Have you looked at this JIRA ticket?
This contains the solution we use at Villanova. I plan on porting it to 2.0 in the fairly near future (search refactoring is nearly done, so porting VU customizations is the next step).
When I port this, I will likely change the schema somewhat; I think it would benefit from using dynamic fields in place of some of the current hard-coded ones.
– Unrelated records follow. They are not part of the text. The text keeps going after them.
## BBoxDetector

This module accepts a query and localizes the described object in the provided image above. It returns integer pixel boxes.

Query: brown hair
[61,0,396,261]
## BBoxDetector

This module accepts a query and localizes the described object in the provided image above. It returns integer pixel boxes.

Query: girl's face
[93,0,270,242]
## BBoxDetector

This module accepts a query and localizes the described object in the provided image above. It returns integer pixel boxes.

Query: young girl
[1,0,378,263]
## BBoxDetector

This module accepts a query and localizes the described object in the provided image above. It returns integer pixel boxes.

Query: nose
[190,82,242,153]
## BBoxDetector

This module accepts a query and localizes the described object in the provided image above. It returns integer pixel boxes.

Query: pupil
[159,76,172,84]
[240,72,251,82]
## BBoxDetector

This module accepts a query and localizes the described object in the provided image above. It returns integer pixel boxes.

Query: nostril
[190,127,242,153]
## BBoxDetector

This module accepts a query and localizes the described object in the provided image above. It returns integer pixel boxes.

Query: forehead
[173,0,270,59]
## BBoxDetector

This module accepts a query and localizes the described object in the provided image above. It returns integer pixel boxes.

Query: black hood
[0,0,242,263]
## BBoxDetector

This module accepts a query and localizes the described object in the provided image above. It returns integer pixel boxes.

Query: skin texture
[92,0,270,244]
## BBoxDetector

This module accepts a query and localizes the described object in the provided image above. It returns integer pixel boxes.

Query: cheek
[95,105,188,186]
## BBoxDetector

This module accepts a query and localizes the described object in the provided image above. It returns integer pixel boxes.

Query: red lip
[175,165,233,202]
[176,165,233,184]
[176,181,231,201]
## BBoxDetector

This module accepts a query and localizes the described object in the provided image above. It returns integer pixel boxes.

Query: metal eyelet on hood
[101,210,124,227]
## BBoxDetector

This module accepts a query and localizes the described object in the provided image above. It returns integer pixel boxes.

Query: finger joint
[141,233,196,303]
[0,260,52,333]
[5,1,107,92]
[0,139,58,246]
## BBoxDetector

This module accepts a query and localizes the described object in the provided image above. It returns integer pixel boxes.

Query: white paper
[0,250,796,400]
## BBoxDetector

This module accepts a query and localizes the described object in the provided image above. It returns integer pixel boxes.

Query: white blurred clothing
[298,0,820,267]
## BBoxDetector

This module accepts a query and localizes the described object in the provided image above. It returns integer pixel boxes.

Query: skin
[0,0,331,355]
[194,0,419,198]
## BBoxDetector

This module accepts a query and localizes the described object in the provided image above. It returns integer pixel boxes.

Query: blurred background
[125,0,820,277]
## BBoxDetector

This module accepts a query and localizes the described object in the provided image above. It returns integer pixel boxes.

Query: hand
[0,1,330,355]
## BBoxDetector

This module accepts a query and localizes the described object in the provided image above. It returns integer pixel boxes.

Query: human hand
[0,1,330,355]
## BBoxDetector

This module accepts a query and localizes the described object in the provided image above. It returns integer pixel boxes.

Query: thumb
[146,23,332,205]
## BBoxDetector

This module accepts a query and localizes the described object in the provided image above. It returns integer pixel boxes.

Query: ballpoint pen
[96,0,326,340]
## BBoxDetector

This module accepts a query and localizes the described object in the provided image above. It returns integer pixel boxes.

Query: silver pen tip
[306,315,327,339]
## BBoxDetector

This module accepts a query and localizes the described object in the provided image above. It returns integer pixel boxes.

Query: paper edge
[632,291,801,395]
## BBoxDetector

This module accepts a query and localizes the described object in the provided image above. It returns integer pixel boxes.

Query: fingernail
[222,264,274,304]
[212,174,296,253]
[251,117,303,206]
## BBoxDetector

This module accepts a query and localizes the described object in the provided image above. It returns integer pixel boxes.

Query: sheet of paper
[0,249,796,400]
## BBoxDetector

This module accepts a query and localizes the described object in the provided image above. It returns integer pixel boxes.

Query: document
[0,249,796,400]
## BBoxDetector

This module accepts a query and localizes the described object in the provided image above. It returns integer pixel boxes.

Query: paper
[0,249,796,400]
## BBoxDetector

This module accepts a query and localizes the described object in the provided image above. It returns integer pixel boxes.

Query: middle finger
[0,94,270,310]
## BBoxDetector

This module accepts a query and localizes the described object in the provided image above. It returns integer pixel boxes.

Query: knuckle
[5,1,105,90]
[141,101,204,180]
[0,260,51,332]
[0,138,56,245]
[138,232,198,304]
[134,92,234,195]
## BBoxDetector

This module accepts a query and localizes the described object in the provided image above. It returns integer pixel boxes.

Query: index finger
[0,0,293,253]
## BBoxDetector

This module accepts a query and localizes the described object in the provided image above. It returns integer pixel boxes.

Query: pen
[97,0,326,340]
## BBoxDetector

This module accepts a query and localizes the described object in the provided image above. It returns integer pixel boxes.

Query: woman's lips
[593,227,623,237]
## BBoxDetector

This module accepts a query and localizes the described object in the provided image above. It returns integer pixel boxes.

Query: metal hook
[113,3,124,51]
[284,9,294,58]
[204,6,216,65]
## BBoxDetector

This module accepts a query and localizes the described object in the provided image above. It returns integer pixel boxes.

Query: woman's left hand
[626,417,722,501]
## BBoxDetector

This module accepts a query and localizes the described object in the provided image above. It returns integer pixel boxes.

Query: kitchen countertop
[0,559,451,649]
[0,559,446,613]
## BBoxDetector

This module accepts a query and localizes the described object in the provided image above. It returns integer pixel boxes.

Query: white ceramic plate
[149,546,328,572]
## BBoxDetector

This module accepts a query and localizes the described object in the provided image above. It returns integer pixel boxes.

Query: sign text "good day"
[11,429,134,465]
In my opinion, the main weakness here is the indexing tool, which was designed to be simple rather than robust: it simply captures sitemap.xml files and XSL-transforms them into Solr documents, a slow and memory-intensive operation (though at the scale of Villanova's
websites, it works just fine). We handle deleted with the help of timestamps in the index (every re-index updates every record; anything left after the process that wasn't touched during indexing gets deleted based on its timestamp).
From: Tod Olson [email@example.com]
Sent: Tuesday, March 26, 2013 8:04 PM
To: firstname.lastname@example.org Tech
Subject: [VuFind-Tech] Website spidering
Are other sites integrating website searching into their VuFind installations?
I need to arrange website for our upcoming VuFind implementation, so I'm looking for any advice on what has worked well (or even not so well) for others. Anything you would care to say about spidering software, indexing choices, and method of integration
with VuFind and Solr would be appreciated.
University of Chicago Library